Andy Stewart has spent most of his career working on “optimizing the life, reliability and capacity of existing transmission and distribution infrastructure and related R&D,” he said. Stewart works on ‘optimizing’ his own professional and personal life as well, as he enjoys working with his team and spending time with his family.
Stewart is president of EDM International, a consulting firm in Fort Collins, Colorado. He speaks at several conferences each year and he says that much of what he teaches has to do with getting more (life, reliability, capacity) out of the industry’s existing transmission and distribution infrastructure. “This is a vital topic when you consider that our T&D infrastructure is aging and at the same time the demands for electricity and reliability are growing,” Stewart said. “As an industry we cannot rely solely on the ability to build new facilities to meet future demands. We must also strive to optimize the use of the existing infrastructure.”

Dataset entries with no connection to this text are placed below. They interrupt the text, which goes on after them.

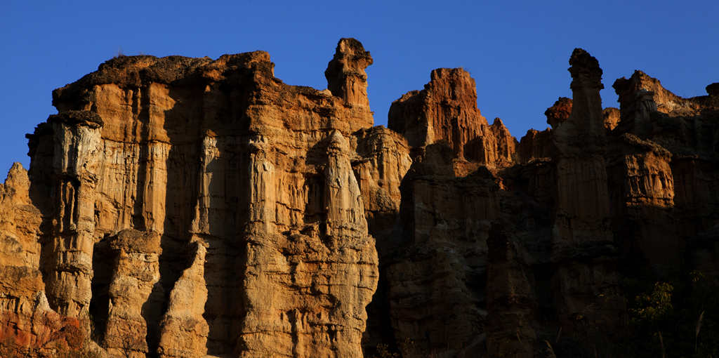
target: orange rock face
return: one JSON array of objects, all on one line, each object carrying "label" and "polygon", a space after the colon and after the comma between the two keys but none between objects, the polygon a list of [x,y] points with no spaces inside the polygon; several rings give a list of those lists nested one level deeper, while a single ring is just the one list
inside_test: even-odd
[{"label": "orange rock face", "polygon": [[340,40],[319,91],[261,51],[120,57],[55,90],[0,185],[0,355],[604,357],[622,277],[719,275],[717,83],[637,71],[603,109],[577,49],[518,142],[458,68],[372,127],[372,63]]}]

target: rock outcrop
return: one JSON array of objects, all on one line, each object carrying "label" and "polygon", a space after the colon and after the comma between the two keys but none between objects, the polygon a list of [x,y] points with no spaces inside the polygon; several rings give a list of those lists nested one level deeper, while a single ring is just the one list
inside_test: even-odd
[{"label": "rock outcrop", "polygon": [[433,70],[423,90],[392,104],[388,127],[413,148],[443,142],[458,158],[492,168],[511,163],[517,144],[500,119],[490,126],[480,113],[475,80],[462,68]]},{"label": "rock outcrop", "polygon": [[719,277],[717,83],[636,71],[603,109],[577,49],[518,142],[461,68],[372,127],[372,63],[340,40],[319,91],[262,51],[122,56],[55,90],[0,185],[0,355],[615,357],[623,278]]}]

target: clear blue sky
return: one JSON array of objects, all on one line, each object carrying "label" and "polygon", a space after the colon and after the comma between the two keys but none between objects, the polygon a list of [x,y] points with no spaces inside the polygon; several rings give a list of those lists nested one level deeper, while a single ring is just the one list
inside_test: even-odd
[{"label": "clear blue sky", "polygon": [[[216,58],[270,52],[275,75],[324,88],[337,40],[372,52],[370,104],[386,124],[393,101],[421,89],[430,71],[464,67],[477,105],[518,139],[546,128],[544,110],[571,96],[567,60],[581,47],[611,85],[641,69],[684,96],[719,82],[719,1],[0,1],[0,182],[11,163],[27,167],[25,133],[56,113],[52,89],[116,55]],[[628,3],[628,4],[627,4]]]}]

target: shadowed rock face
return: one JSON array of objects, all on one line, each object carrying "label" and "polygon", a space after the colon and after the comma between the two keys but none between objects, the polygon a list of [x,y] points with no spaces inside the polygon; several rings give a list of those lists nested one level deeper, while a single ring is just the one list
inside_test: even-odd
[{"label": "shadowed rock face", "polygon": [[719,275],[716,83],[636,71],[603,109],[577,49],[518,142],[459,68],[372,127],[372,62],[342,39],[318,91],[261,51],[120,57],[55,90],[0,185],[0,355],[606,356],[621,277]]}]

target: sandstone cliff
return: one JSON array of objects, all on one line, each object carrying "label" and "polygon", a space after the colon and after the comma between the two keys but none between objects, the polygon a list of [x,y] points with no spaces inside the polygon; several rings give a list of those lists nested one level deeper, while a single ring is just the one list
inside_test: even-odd
[{"label": "sandstone cliff", "polygon": [[719,277],[716,83],[636,71],[603,108],[577,49],[518,142],[459,68],[372,127],[372,63],[341,40],[319,91],[261,51],[119,57],[55,90],[0,185],[0,352],[616,357],[623,279]]}]

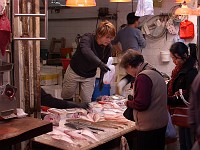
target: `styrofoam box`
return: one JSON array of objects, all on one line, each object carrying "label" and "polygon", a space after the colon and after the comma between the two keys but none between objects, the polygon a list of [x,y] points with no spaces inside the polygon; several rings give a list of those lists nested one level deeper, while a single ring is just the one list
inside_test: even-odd
[{"label": "styrofoam box", "polygon": [[61,92],[62,86],[61,85],[49,85],[49,86],[41,86],[46,93],[51,94],[53,97],[62,99]]},{"label": "styrofoam box", "polygon": [[[45,80],[45,77],[43,78],[44,80],[41,80],[41,85],[55,85],[55,84],[59,84],[62,85],[62,66],[42,66],[41,67],[41,76],[42,75],[46,75],[48,77],[46,77],[46,79],[49,80]],[[57,78],[56,78],[57,76]]]}]

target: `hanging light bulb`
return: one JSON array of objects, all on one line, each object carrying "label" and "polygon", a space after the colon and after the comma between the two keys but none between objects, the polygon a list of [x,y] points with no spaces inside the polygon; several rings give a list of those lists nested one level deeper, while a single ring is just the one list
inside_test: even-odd
[{"label": "hanging light bulb", "polygon": [[192,11],[192,15],[200,16],[200,6],[197,7],[197,9],[195,9],[195,10]]},{"label": "hanging light bulb", "polygon": [[69,7],[93,7],[96,6],[95,0],[66,0]]},{"label": "hanging light bulb", "polygon": [[176,0],[176,3],[189,3],[191,0]]},{"label": "hanging light bulb", "polygon": [[131,2],[132,0],[110,0],[110,2]]},{"label": "hanging light bulb", "polygon": [[178,8],[175,11],[175,15],[191,15],[191,14],[192,10],[188,8],[185,2],[182,4],[181,8]]}]

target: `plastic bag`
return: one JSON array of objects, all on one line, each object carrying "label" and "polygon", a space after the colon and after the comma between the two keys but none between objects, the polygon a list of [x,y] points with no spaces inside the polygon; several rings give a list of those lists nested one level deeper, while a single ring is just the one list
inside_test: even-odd
[{"label": "plastic bag", "polygon": [[113,58],[109,57],[108,62],[107,62],[107,66],[110,68],[110,71],[108,71],[104,74],[104,77],[103,77],[103,83],[104,84],[110,84],[114,79],[115,66],[112,65],[112,63],[113,63]]},{"label": "plastic bag", "polygon": [[138,0],[136,16],[154,15],[153,0]]},{"label": "plastic bag", "polygon": [[165,137],[166,138],[176,138],[176,129],[174,127],[174,125],[172,124],[172,119],[171,119],[171,115],[168,112],[168,124],[167,124],[167,129],[165,132]]}]

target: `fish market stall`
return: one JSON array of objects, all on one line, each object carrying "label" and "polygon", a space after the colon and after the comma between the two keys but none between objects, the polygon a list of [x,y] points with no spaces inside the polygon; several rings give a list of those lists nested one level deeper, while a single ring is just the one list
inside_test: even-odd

Stewart was an instructor at the first T&D World University this past fall, and he will present the following sessions this spring:
- Emerging Issues and Technologies for Transmission Lines, Power Engineers’ Transmission Line Design Conference, March 5-6
- NDE Techniques for Detecting Corrosion in Buried Steel and Optimizing Thermal Ratings Using Sensor Technology, CEATI’s Smart Sensor Workshop, April 30
He will also be teaching at EDM’s own International Conference on Overhead Lines: Design Construction, Operation and Maintenance in Fort Collins from March 31 to April 3. EPRI co-sponsors the conference, which focuses on technologies and resources to support the leading corporate objectives of electric utility companies today: reduce operations and maintenance costs, increase power throughput and improve line reliability.
When Stewart teaches, he stresses to students that there is always more to know. “Therefore always strive to be a student and always seek to learn,” he said. “And when you’re given responsibility for a task or project, always ask yourself, ‘is there a better, faster, more cost-effective way? And am I doing my best?’”

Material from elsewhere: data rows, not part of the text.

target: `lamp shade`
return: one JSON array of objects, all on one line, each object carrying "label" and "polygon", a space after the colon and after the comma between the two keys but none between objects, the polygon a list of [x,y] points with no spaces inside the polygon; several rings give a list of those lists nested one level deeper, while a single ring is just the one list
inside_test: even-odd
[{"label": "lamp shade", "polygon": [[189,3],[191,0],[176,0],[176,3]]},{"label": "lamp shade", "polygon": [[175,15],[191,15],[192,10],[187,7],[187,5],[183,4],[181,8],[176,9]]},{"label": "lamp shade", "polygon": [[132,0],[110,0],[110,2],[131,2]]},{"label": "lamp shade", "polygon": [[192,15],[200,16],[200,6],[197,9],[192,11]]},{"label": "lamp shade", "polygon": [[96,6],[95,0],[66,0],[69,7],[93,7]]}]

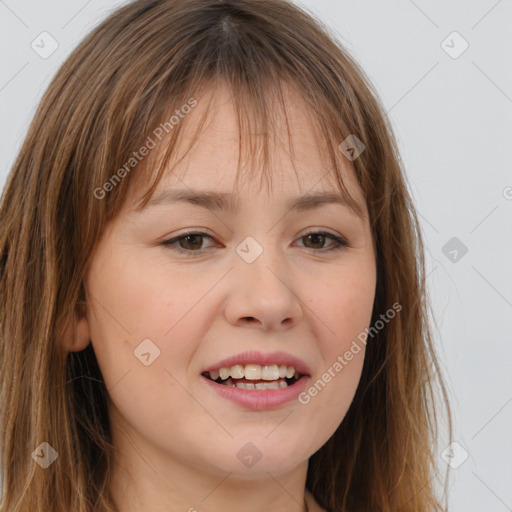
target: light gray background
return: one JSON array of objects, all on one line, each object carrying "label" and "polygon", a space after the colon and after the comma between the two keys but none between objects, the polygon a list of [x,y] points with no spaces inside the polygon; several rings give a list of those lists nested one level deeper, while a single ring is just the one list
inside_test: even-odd
[{"label": "light gray background", "polygon": [[[49,80],[123,3],[0,1],[0,189]],[[449,509],[512,511],[512,1],[300,5],[362,64],[400,143],[426,239],[460,445],[444,457],[458,466]],[[43,31],[59,44],[47,59],[31,48]],[[445,51],[463,48],[453,31],[469,44],[457,58]],[[452,237],[458,246],[443,251]],[[438,459],[446,464],[441,453]]]}]

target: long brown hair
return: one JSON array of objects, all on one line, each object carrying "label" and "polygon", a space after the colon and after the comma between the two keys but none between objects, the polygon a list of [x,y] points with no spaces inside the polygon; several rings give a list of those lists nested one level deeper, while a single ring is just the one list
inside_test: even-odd
[{"label": "long brown hair", "polygon": [[[445,406],[451,439],[450,406],[432,340],[421,231],[377,93],[329,30],[286,0],[137,0],[62,65],[3,191],[0,512],[115,510],[109,396],[92,345],[66,353],[57,340],[65,320],[85,314],[84,280],[106,223],[129,190],[147,187],[147,201],[163,175],[187,122],[171,129],[170,115],[221,82],[251,158],[260,152],[248,126],[261,124],[263,169],[284,84],[303,99],[344,192],[347,156],[338,145],[349,135],[365,144],[351,164],[376,249],[372,325],[394,303],[402,307],[368,341],[354,400],[310,458],[307,488],[333,512],[445,510],[433,483],[436,411]],[[167,127],[162,165],[127,166],[159,126]],[[46,469],[31,456],[42,442],[58,453]]]}]

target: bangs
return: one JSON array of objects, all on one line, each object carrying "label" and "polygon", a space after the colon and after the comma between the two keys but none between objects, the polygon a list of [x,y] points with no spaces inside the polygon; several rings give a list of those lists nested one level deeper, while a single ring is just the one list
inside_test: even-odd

He brings real-world experience and lessons learned to his presentations. He got his start in the industry as a research assistant at Colorado State University on the EPRI-sponsored project, “Reliability-Based Design of Transmission Line Structures,” after earning a BS in civil engineering from the University of Rhode Island. While working on the EPRI project, he obtained his masters degree in structural engineering.

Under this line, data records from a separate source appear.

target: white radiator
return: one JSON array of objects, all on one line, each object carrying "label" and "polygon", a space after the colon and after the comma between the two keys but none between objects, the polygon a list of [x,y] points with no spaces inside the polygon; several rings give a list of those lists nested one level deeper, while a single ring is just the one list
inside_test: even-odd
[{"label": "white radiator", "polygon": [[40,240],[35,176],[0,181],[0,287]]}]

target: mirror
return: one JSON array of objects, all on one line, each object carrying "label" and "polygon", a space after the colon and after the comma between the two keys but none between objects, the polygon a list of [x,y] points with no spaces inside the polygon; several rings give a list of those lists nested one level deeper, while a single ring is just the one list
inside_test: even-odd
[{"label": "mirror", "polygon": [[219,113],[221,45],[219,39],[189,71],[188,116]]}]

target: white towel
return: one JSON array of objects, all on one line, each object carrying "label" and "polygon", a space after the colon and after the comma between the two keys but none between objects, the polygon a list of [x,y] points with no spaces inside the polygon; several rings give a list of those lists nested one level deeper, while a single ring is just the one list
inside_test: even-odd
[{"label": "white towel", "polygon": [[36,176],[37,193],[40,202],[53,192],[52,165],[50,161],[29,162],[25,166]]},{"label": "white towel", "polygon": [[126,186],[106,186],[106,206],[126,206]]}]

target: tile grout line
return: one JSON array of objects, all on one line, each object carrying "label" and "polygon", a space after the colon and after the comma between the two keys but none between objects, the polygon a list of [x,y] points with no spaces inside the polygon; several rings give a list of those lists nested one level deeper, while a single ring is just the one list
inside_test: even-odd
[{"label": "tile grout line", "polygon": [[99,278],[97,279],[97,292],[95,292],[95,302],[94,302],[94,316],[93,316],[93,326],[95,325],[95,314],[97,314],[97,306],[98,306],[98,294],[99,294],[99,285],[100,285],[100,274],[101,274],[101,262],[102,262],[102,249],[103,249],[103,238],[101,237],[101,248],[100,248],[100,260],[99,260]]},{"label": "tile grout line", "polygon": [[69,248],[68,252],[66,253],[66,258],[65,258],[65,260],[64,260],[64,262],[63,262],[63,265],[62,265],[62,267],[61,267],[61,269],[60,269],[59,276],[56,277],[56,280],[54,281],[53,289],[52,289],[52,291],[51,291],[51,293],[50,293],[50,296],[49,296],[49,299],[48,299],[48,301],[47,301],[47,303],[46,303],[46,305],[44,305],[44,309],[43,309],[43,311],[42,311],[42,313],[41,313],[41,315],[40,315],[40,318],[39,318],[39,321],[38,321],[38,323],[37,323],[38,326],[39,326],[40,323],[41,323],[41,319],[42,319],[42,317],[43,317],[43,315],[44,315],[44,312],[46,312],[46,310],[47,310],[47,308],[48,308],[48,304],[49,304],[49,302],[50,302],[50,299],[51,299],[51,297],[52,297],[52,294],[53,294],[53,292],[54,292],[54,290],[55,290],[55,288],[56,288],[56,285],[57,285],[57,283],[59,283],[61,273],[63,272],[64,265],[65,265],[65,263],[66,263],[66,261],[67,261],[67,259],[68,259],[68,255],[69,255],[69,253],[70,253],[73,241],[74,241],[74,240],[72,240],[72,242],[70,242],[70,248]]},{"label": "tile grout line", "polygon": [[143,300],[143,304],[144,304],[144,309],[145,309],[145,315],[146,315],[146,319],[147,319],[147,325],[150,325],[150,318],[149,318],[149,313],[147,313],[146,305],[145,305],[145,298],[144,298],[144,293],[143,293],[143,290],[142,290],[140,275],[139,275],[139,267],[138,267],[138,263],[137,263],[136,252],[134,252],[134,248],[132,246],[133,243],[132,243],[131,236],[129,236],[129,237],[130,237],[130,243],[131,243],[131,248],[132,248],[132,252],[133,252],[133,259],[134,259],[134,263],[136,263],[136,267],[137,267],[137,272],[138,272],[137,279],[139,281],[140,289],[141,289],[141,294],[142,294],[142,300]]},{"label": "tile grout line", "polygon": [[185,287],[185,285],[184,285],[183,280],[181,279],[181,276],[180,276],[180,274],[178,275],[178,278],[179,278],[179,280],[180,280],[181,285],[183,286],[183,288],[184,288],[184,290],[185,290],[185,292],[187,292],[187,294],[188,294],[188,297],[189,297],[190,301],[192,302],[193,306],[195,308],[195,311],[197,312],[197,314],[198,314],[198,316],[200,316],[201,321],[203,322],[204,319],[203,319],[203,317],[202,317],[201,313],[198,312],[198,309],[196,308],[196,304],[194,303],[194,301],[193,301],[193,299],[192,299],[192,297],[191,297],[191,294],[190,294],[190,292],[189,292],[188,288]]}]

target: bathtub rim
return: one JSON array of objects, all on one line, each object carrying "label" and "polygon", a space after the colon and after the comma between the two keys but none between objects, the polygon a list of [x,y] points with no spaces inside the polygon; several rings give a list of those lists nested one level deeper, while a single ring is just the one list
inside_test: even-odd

“I have always enjoyed the challenge of solving difficult problems,” Stewart said. “It was [with EPRI] that I was first exposed to the power industry and some of the challenges it was facing. I felt that working in the arena would be fun and that I could make a difference.”
Stewart then joined EDM as a senior research engineer in 1983. His work with EDM has involved the development of inspection methods, design procedures, analytical models and testing programs for use in a variety of structural engineering applications, as well as qualitative and quantitative evaluation of structural performance. For nearly 25 years, he has been actively involved in the development and implementation of asset management programs directed at cost-effectively extending the useful life of electric utility lines.
He served as the project manager for a major EPRI-sponsored initiative to improve the state-of-the-art of inspection and assessment methods for overhead lines. Stewart has performed technical and managerial activities associated with the inspection, assessment, maintenance, analysis and design of tens of thousands miles of utility lines. He managed the development of the maintenance standards for the transmission line and substation facilities of the investor-owned utilities in California that are now under the operational control of the California Independent System Operator.
Stewart is also actively involved in developing technologies to enhance the thermal ratings of overhead lines. Stewart's responsibilities at EDM have also involved the development and commercialization of technology, products and services for utility line design and management, technology transfer, and new business development.
Stewart said that he is truly blessed to be a part of a great team working in a great industry. As for his spare time, he said that he loves almost anything to do with ministry, spending time with family, building projects (of course) and running.